Together with Ghica-Budești and Nicolae Iorga, he sought to identify the influences that shaped Romanian architecture both in Moldavia and in Wallachia. His research took him to Bulgaria, Serbia, Greece, Turkey and the Russian Empire. Balș pointed to Armenian and Georgian as well as Serbian contributions, and his work on 15th and 16th-century Moldavian architecture was favorably received. He sat on numerous company boards, including those of a mine and of a credit bank for encouraging industrial firms.
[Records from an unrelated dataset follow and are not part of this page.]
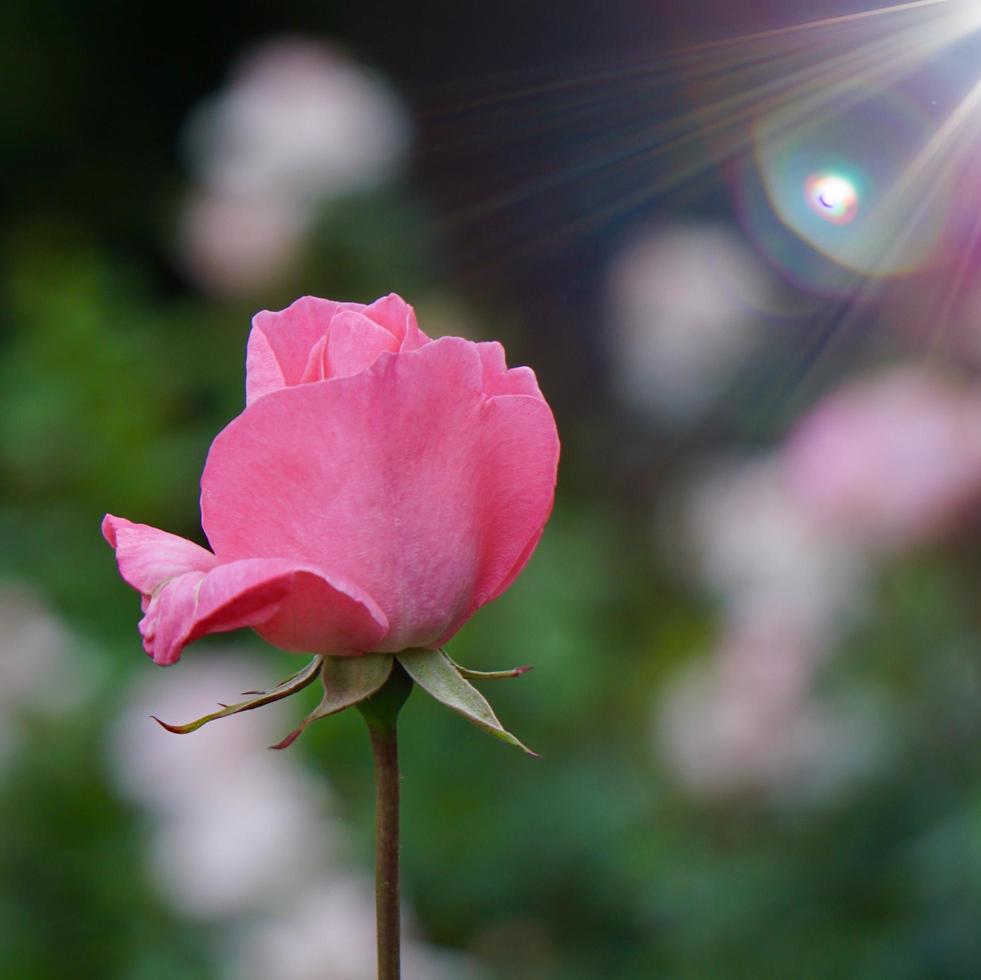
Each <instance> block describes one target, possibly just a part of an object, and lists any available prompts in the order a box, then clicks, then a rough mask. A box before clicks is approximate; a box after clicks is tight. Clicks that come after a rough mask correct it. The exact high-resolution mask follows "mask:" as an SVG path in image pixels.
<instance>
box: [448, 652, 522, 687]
mask: <svg viewBox="0 0 981 980" xmlns="http://www.w3.org/2000/svg"><path fill="white" fill-rule="evenodd" d="M440 653H442V654H443V656H444V657H446V659H447V660H449V662H450V663H451V664H453V666H454V667H456V669H457V672H458V673H459V675H460V676H461V677H464V678H466V679H467V680H468V681H506V680H508V679H509V678H511V677H520V676H521V675H522V674H527V673H528V671H529V670H531V669H532V667H531V664H525V665H524V666H522V667H513V668H512V669H511V670H471V669H470V668H469V667H464V666H463V665H462V664H458V663H457V662H456V661H455V660H454V659H453V658H452V657H451V656H450V655H449V654H448V653H447V652H446V651H445V650H440Z"/></svg>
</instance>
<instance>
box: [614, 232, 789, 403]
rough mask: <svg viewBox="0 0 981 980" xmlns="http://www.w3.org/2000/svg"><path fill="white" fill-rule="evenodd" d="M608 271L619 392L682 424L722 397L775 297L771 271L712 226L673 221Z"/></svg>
mask: <svg viewBox="0 0 981 980" xmlns="http://www.w3.org/2000/svg"><path fill="white" fill-rule="evenodd" d="M608 275H609V282H608V303H609V321H610V322H609V339H610V344H611V348H612V351H611V352H612V358H613V366H614V369H615V372H616V375H615V376H616V382H617V385H618V390H619V394H620V395H621V396H622V398H623V399H624V400H625V402H626V403H627V404H629V405H631V406H632V407H634V408H635V409H637V410H638V411H640V412H643V413H645V414H649V415H653V416H655V417H658V418H662V419H665V420H667V421H673V422H680V423H684V422H687V421H690V420H691V419H693V418H695V417H697V416H698V415H699V414H700V413H701V412H703V411H704V410H705V409H706V408H707V407H708V406H709V405H710V404H711V403H712V400H713V399H714V398H716V397H717V396H718V395H719V394H720V392H721V390H722V388H723V387H724V385H725V384H726V383H727V382H728V381H729V380H730V378H731V377H732V375H733V373H734V372H735V370H736V369H737V368H738V367H739V365H740V364H741V363H742V362H743V361H744V359H745V358H746V356H747V355H748V354H749V352H750V351H751V350H752V349H753V347H754V345H755V344H756V343H757V341H758V340H759V338H760V335H761V328H762V317H763V315H764V314H765V311H767V310H771V309H772V308H773V306H774V303H775V302H776V299H777V288H778V287H777V286H776V284H775V281H774V280H773V277H772V276H771V275H770V274H769V272H768V271H767V269H766V268H765V267H764V266H763V265H762V264H761V263H760V261H759V260H758V259H757V258H756V257H755V255H754V254H753V253H752V251H751V250H750V249H749V248H747V247H746V246H745V245H744V244H742V242H741V241H740V240H739V238H738V237H737V236H736V235H735V234H733V233H732V232H730V231H728V230H726V229H725V228H724V227H721V226H716V225H697V224H690V225H675V226H670V227H666V228H664V229H662V230H660V231H658V232H655V233H654V234H651V235H648V236H647V237H644V238H641V239H639V240H638V241H636V242H635V243H634V244H632V245H630V246H628V247H627V248H626V249H624V251H622V252H621V253H620V254H619V255H618V256H617V257H616V258H615V259H614V260H613V264H612V266H611V268H610V270H609V273H608Z"/></svg>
The Balș family had extensive rural properties in Moldavia, but his parents gradually had to sell their lands in order to pay off debts and losses by their administrators. In 1880, his father sold the imposing residence in Iași that today houses the Music Conservatory.

In 1897, Balș married Maria Știrbey, the daughter of prince Alexandru B. Știrbei and the sister of Barbu Știrbey. The marriage contract specifies that the bride received a trousseau of 25,000 lei, and that she wished to invest 200,000 lei of her parents' inheritance for building and furnishing a house. The couple had four children: Zoe (1897-1991), Alexandru (1898-1950s), Ion (1901-1980) and Matei (1905–1976). A high school in Adjud was named after Balș in 2006.